In essence, ensemble models utilize a mechanism to fine-tune the combination of multiple models. This provided an optimized way of ensemble learning, thus improving prediction performance.
2.5. Clinical Risk Stratification Recommendations by the Combination of Ensemble Model and ELN 2022 (Ensemble (ML+ELN))
After predicting by the Ensemble (ML) model, the study proposed clinical risk stratification recommendations by considering the Ensemble (ML) model and ELN 2022 risk prediction (Ensemble (ML+ELN)). The proposed clinical risk stratification recommendations pipeline is shown in Fig. 2.
The proposed clinical risk stratification used in the Ensemble (ML+ELN) model.
The Ensemble (ML+ELN) model considered patients’ risk levels by the following step.
The ELN 2022 and Ensemble (ML) models predict patient risk levels, and the Ensemble (ML+ELN) model then confidently predicts those patients with the same risk level.
For samples contrary to the prediction, the Ensemble (ML+ELN) model considered them intermediate. That is to say; for samples predicted as adverse by ELN 2022 and favorable by the Ensemble (ML) model or those predicted by ELN 2022 as adverse and favorable by the Ensemble (ML) model, the Ensemble (ML+ELN) model treated them as intermediate.

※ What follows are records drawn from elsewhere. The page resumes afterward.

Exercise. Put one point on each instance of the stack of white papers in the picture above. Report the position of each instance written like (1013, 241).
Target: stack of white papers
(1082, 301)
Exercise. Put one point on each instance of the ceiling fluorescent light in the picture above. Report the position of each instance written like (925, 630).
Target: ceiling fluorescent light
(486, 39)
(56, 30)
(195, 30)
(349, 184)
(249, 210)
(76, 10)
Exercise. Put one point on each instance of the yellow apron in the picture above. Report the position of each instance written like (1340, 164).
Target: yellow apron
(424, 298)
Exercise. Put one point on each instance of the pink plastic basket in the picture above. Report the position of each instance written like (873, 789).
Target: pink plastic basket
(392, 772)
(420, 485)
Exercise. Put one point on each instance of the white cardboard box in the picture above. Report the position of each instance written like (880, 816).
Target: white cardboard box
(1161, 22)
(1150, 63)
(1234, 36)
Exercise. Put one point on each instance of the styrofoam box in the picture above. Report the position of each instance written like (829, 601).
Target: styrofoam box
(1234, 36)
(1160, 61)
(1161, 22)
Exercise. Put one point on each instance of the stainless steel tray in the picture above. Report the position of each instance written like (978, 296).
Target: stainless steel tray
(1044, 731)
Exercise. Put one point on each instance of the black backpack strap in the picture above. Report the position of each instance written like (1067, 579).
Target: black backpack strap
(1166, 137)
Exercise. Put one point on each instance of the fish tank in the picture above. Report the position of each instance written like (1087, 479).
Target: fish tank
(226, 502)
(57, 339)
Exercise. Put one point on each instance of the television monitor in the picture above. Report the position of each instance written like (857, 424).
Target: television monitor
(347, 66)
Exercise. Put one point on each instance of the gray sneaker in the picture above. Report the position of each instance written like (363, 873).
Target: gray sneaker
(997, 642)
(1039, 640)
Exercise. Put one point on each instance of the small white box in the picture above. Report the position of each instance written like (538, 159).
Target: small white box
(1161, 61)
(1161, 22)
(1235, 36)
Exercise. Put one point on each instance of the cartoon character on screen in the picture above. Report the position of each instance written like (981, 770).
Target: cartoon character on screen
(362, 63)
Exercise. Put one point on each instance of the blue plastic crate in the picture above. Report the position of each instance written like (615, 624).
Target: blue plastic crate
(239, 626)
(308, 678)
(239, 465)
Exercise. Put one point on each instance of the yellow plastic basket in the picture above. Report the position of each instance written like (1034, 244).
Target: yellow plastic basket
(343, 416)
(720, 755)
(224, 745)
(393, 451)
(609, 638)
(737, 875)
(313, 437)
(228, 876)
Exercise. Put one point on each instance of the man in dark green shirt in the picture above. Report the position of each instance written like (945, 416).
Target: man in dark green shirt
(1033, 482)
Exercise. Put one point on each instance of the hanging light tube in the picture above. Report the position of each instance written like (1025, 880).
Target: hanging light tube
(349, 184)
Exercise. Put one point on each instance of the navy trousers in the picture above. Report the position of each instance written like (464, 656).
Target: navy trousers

The rest treated the Ensemble (ML) prediction as the final result.
3. Results
The study focused on enhancing risk stratification in AML patients using the proposed model, Ensemble (ML+ELN). The model was created using a dataset of 1,213 AML patients from the National Taiwan University Hospital (NTUH) and subsequently tested on the NCRI cohort to assess its generalizability. 7;8;9;10 In addition, to ensure the robustness of the model, it was developed by conducting 50 experiments on the NTUH dataset with different partitions of training and validation sets, and then tested on the external NCRI cohort.
3.1. Performance on the validation set
To ensure the model’s robustness, this study conducted 50 independent experiments, each establishing a model with a distinct partition of the training and validation sets on the NTUH cohort.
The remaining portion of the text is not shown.